Re: [] Kernel coredump to a pipe is failing

From: Paul Smith
Date: Wed May 27 2009 - 16:24:17 EST

On Wed, 2009-05-27 at 22:04 +0200, Oleg Nesterov wrote:
> Forgot to mention, and we have problems with OOM. Not only the coredumping
> task can't be killed (and it can populate the memory via get_user_pages).
> The coredump just disables OOM, if select_bad_process() sees the PF_EXITING
> task with ->mm == NULL it returns -1.
> > This all needs more discussion, but imho for now something like
> > Paul's patch
> > is the best workaround.

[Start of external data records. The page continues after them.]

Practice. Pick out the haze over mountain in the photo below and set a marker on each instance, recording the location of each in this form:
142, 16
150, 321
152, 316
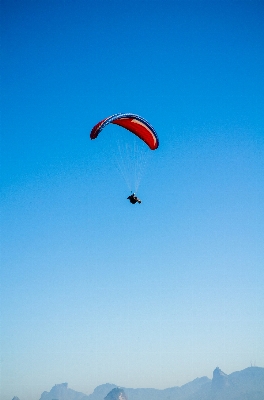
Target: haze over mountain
247, 384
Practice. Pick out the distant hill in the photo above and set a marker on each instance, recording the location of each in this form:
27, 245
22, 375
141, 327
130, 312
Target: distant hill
247, 384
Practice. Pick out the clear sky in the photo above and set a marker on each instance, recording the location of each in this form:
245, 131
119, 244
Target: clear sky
94, 289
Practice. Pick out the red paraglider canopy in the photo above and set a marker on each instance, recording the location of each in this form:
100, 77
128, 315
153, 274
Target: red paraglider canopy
132, 122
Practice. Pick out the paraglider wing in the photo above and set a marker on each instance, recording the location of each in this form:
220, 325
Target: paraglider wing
132, 122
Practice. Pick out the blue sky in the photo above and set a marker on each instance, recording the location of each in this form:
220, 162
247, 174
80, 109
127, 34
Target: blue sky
93, 289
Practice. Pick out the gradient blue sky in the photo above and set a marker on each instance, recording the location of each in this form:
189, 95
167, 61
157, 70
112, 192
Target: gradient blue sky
93, 289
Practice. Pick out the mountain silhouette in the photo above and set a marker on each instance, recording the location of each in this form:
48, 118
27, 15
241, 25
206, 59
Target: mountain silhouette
247, 384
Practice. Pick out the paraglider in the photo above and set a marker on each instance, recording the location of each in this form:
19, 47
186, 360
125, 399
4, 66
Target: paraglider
133, 199
140, 128
132, 122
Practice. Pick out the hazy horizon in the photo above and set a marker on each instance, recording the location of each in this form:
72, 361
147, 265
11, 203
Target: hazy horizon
94, 289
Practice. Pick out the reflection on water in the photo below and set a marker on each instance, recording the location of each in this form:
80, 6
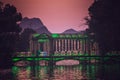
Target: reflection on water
73, 72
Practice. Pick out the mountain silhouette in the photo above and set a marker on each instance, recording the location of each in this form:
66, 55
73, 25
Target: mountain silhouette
35, 24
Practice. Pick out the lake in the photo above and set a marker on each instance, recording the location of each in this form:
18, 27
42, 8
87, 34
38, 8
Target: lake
82, 71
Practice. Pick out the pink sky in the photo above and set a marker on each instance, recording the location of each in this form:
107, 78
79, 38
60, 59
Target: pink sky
57, 15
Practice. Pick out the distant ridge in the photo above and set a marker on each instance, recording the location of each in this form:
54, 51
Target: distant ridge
35, 24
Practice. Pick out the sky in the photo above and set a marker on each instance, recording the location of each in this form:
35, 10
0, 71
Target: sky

Note that we have the same dump_write()
> > in binfmt_elf.c and binfmt_aout.c, perhaps it makes sense to
> > create coredump_file_write() helper in fs/exec.c.
> But I didn't notice Paul also reports the kernel panic:
> page:ffffe20010d63d00 flags:0x8000000000000001 mapping:0000000000000000 mapcount:0 \
> count:0 Trying to fix it up, but a reboot is needed
> Backtrace:
> Pid: 3346, comm: worker Tainted: P #4
> Call Trace:
> [<ffffffff80284fd4>] bad_page+0x74/0xc0
> [<ffffffff80286168>] free_hot_cold_page+0x248/0x2f0
> [<ffffffff802f4096>] free_wr_note_data+0x56/0x70
> [<ffffffff802a95c6>] kfree+0x86/0x100
> [<ffffffff802f4096>] free_wr_note_data+0x56/0x70
> [<ffffffff802f0991>] elf_core_dump+0x611/0x1160
> At first glance, this looks like a bug outside of coredump.c,
> we are trying to free PG_locked page?

This might be something different, or a side-effect that's not
understood; I haven't seen this happen again since I applied my change,
and I used to be able to make it happen every time within 2 or 3
invocations of my "failing" core dump procedure. Now I have dumped core
using my "failing" procedure 10-15 times in a row with no ill-effects.

I'll keep an eye out for this one though.